Published January 12, 2021, 5:39 PM

by Merlina Hernando-Malipot

To ensure learning continuity and to protect the rights of students and its personnel, the Department of Education (DepEd) documented good practices on schools and communities in armed conflict situations.


As the classes resume for School Year (SY) 2020-2021, DepEd strengthened its efforts to build a culture of peace and resilience in conflict-affected and vulnerable communities.
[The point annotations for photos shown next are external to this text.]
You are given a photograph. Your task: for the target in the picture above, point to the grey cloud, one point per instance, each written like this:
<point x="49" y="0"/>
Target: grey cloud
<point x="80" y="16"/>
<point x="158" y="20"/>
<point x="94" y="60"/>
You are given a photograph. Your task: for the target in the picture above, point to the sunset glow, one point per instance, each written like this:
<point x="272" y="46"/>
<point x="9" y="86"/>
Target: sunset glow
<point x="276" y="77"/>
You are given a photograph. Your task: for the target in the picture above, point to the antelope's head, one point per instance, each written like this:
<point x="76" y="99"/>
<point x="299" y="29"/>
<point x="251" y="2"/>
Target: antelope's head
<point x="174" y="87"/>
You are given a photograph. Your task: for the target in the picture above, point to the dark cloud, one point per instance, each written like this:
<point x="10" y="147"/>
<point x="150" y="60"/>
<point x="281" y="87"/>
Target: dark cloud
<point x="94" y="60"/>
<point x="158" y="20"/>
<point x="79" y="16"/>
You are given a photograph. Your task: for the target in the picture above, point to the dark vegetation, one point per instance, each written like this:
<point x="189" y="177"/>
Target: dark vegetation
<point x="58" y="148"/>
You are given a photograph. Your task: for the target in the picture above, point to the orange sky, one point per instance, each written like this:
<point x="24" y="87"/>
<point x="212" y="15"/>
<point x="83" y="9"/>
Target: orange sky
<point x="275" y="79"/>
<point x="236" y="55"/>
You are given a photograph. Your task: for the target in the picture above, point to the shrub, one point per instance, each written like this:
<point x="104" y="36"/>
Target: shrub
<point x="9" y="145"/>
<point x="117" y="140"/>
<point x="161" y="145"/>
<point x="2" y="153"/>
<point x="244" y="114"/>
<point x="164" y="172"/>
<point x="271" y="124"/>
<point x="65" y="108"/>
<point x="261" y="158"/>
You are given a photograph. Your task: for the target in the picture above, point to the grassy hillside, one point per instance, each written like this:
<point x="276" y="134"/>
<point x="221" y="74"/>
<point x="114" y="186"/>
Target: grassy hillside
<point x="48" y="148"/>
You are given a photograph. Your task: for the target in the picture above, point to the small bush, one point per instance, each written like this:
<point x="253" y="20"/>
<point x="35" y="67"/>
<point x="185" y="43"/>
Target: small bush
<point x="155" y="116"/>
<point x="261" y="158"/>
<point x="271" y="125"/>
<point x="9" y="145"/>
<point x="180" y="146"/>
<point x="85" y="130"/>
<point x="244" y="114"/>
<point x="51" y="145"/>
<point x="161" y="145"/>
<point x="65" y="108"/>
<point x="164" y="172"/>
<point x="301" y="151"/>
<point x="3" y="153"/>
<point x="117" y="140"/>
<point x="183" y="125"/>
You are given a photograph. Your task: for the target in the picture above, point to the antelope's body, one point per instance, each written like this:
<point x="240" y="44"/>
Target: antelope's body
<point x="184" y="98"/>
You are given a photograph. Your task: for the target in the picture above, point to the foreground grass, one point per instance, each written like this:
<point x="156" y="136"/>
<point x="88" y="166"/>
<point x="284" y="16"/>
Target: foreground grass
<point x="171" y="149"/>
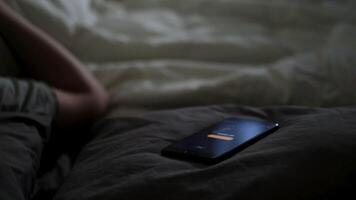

Aside from ensuring that learning will continue, DepEd also reiterates its commitment to protect the students and personnel’s rights, welfare, and neutrality during armed conflict situations.

“We are firm with our commitment to protect the rights and welfare of our learners through the issuance of the national policy framework on learners and schools as zones of peace,” said Education Secretary Leonor Briones.

“This policy ensures the creation of safe, inclusive, and conflict-sensitive learning environments,” she added.

Led by DepEd – Disaster Risk Reduction and Management Service (DRRMS) in partnership with UNICEF Philippines, a research entitled “Documentation of Good Practices on Schools and Communities in Armed Conflict Situations” was developed to showcase selected case studies of notable peace-building practices and initiatives on establishing and maintaining learners and schools as zones of peace.

“Our children and our schools are not objects of attack nor zones of battle; but rather, they are instrumental in building and sustaining a culture of peace in our country,” DepEd Undersecretary for Administration Alain Del Pascua shared.

The practices are reflective of the three building blocks of DepEd Order No. 32, s. 2019 or the National Policy Framework on Learners and Schools as Zones of Peace or LSZOP namely: Education for Peace, Peace for Education, and Crisis Management through Education in Emergencies (EiE).

For DRRMS Director Ronilda Co, the crafting of the framework was “heavily informed by actual experiences of how the schools and communities adapted and even flourished in the face of the realities and hardships of armed conflict.”

Meanwhile, UNICEF Philippines Representative Oyunsaikhan Dendevnorov commended the research. “We hope that this study contributes to making our schools safer, more secure, and child friendly,” she said. “Educators, community members, parents, and students can work together towards a better world where all people live safely and free from fear,” she added. 

The research presented measures to strengthen learning from the cases such as supporting upstream work on the development of an evidence-based national policy framework and guidelines to protect schools and learners in conflict-affected areas.

Furthermore, the research also focused on informing the downstream work on the integration of DRRM practices and peace-building in the professional development of school heads, teachers and education practitioners in specific school divisions and districts affected by armed conflict.